The Mudcat Café TM
Thread #170300   Message #4118505
Posted By: leeneia
01-Sep-21 - 11:47 AM
Thread Name: BS: settin on the levee, waitin for the 4014
Subject: RE: BS: settin on the levee, waitin for the 4014
The Big Boy locomotives are connected to the earth's plate tectonics.

I saw an interview with the captain of the Steam Team, and he said the Big Boys were developed to take freight across the 48 states during World War II, and the biggest challenge was getting from Green River, Wyoming to Ogden, Utah. That land is the Wasatch Range east of Salt Lake City.

I remembered a phrase 'The Wasatch Line' from geology classes years ago, a time when plate tectonics was new and slightly suspect.
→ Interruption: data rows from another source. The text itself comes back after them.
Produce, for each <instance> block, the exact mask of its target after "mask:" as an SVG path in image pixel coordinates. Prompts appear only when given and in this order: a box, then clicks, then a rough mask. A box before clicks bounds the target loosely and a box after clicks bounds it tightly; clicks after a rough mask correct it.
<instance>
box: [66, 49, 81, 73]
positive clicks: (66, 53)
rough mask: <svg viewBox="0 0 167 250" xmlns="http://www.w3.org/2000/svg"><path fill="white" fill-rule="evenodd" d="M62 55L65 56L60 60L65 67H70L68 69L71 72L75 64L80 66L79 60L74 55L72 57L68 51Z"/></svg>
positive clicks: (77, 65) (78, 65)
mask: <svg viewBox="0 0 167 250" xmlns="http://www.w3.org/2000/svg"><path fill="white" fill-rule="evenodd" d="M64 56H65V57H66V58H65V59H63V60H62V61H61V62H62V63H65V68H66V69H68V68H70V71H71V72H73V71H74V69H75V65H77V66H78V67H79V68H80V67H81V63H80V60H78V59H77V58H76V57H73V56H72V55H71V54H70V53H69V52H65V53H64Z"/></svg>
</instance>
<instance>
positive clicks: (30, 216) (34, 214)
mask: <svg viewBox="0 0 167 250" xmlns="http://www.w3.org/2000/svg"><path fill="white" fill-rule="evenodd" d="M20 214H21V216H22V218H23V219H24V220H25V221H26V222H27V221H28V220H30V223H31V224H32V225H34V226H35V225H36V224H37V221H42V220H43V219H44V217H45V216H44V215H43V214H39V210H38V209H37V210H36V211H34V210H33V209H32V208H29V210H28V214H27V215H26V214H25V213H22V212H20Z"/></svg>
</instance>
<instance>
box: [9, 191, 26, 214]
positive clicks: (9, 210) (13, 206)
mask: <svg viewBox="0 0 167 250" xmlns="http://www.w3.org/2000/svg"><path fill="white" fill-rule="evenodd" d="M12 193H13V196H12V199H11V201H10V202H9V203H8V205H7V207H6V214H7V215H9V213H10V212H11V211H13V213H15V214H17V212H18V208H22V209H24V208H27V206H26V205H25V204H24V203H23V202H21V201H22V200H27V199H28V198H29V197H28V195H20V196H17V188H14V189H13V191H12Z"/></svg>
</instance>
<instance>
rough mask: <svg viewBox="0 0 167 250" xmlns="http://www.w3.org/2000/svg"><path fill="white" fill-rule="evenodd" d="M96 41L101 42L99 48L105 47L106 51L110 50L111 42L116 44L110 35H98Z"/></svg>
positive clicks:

I didn't understand the Wasatch Line, and I don't think my professor did either. Or maybe, being an oilman, he didn't want to think about it. But yesterday I read an old scientific paper about the Wasatch Line, [WAW-satch] and it's clear that it marks a time long ago when land from northern Mexico into southern Canada ended in a broad curve which goes through Salt Lake City. West of that are thick offshore sediments which piled up quietly, minding their own business for millions of years. To geologists, North America ends about 2/3 of the way [if you're going west] between the east coast and the west coast.

Details after that a vague in my mind. Sea-floor spreading rammed some body or other from elsewhere into those sediments, crumpling them and thrusting them eastward. Seafloor was pushed down (subducted) and melted at depth, mixing with sediments and producing granite. This granite intruded, rose, and pushed up mountains, mountains which got in the way of freight trains eons later. And that's how the Big Boy locomotives were born.

I'm still looking for an explanation of the Uintah [you- INN-tuh] Mountains adjacent to the Wasatch Mountains. The Uintah's run east and west. I believe they are the only mountains in America that do so. In any case, that's rare.